Model

Architecture

Component	Value
Embedding dim	16
Attention heads	4 (head_dim=4)
Layers	1
Context length	16
Vocab	27 (a-z + BOS)
Parameters	4,192

Parameter breakdown

Weight	Shape	Count
`wte` (token embeddings)	[27, 16]	432
`wpe` (position embeddings)	[16, 16]	256
`wq` (4 heads)	4 x [16, 4]	256
`wk` (4 heads)	4 x [16, 4]	256
`wv` (4 heads)	4 x [16, 4]	256
`wo` (4 heads)	4 x [4, 16]	256
`w_fc1` (MLP up)	[16, 64]	1,024
`w_fc2` (MLP down)	[64, 16]	1,024
`w_lm` (LM head)	[16, 27]	432
Total		4,192

Forward pass

tokens → one_hot → matmul(wte) + matmul(wpe) → RMSNorm
       → Attention(Q,K,V,O) + residual
       → RMSNorm → MLP(fc1 → ReLU → fc2) + residual
       → matmul(w_lm) → logits

Embedding lookup

Embeddings use a one-hot matmul instead of a dedicated Embedding layer.

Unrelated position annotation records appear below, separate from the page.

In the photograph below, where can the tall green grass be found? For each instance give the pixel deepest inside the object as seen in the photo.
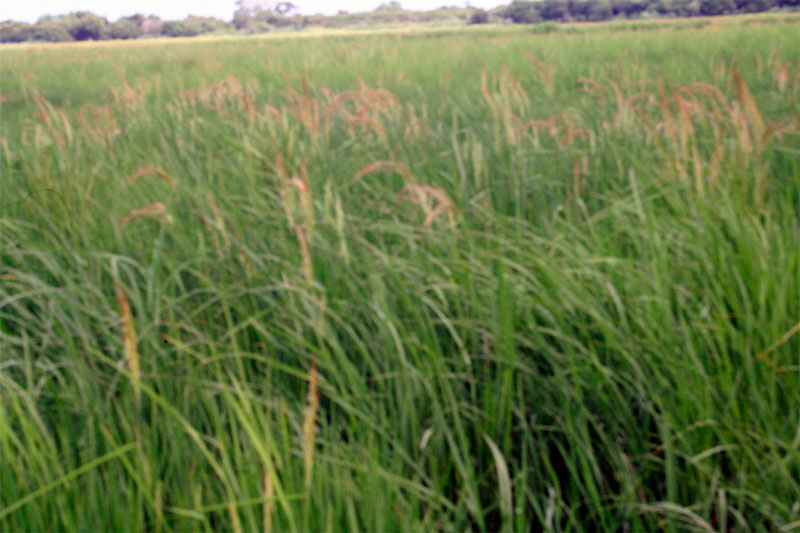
(402, 282)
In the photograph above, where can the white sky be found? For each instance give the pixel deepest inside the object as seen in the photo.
(31, 10)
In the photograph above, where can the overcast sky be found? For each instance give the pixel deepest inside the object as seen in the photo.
(31, 10)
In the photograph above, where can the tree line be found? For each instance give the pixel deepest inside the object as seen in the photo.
(83, 25)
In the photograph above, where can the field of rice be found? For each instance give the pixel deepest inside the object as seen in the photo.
(452, 280)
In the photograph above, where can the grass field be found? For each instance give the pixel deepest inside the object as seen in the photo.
(431, 281)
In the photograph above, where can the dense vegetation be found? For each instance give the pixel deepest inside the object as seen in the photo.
(81, 26)
(477, 279)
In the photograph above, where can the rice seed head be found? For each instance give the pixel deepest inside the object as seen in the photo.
(268, 488)
(129, 340)
(309, 423)
(152, 171)
(156, 211)
(386, 166)
(749, 105)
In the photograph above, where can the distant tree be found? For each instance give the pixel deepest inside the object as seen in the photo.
(522, 12)
(628, 8)
(50, 31)
(479, 16)
(84, 26)
(125, 28)
(710, 8)
(599, 10)
(152, 25)
(180, 28)
(390, 6)
(753, 6)
(15, 32)
(553, 10)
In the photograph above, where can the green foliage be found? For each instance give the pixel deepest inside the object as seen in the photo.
(570, 304)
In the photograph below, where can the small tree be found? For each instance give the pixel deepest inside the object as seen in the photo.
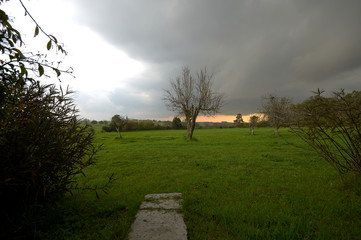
(332, 127)
(119, 123)
(191, 96)
(176, 123)
(239, 120)
(253, 120)
(277, 110)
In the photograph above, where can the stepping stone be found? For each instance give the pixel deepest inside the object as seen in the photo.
(159, 218)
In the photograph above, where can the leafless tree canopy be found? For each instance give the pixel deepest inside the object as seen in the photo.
(191, 96)
(119, 123)
(277, 110)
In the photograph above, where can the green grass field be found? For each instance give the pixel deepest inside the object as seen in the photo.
(234, 185)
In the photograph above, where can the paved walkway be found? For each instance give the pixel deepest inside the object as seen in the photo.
(159, 218)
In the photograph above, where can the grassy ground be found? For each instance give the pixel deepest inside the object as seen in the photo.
(234, 185)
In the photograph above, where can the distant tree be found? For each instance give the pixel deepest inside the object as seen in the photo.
(332, 127)
(239, 120)
(277, 110)
(176, 123)
(191, 96)
(119, 122)
(253, 123)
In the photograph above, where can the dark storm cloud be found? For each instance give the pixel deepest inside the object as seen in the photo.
(253, 47)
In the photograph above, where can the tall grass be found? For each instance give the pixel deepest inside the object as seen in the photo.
(234, 185)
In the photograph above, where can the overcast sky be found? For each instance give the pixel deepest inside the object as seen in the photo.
(124, 53)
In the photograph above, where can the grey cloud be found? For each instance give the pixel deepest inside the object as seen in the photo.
(253, 47)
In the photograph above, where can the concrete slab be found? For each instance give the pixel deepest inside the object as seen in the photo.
(159, 218)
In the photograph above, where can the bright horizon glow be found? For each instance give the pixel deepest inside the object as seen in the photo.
(219, 118)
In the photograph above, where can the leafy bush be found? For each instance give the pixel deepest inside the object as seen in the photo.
(332, 127)
(43, 146)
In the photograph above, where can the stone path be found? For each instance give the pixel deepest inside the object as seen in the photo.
(159, 218)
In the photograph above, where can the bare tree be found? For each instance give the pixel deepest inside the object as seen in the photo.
(239, 120)
(277, 110)
(119, 123)
(332, 127)
(253, 120)
(191, 96)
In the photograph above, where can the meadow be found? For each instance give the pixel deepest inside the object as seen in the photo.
(234, 186)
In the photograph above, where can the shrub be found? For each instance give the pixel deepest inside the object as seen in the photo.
(332, 127)
(43, 146)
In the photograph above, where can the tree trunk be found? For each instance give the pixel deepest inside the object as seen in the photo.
(118, 130)
(276, 131)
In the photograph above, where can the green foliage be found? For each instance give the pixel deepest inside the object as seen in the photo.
(42, 145)
(119, 123)
(253, 121)
(332, 127)
(234, 185)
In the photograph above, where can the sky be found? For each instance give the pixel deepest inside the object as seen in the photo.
(125, 53)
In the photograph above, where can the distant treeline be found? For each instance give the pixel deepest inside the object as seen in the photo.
(138, 125)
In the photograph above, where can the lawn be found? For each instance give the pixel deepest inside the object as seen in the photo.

This ensures gradients flow through the standard matmul backward pass:

tok_emb = one_hot(tokens, 27) @ wte   // [n, 16]
pos_emb = one_hot(0..n, 16)  @ wpe   // [n, 16]
x = tok_emb + pos_emb

RMSNorm

Applied per-row with straight-through gradient estimation:

RMSNorm(x)_i = x_i / sqrt(mean(x_i^2) + 1e-5)

Uses -1e9 instead of -inf in the causal mask to satisfy the upstream softmax precondition contract (x.iter().all(|v| v.is_finite())).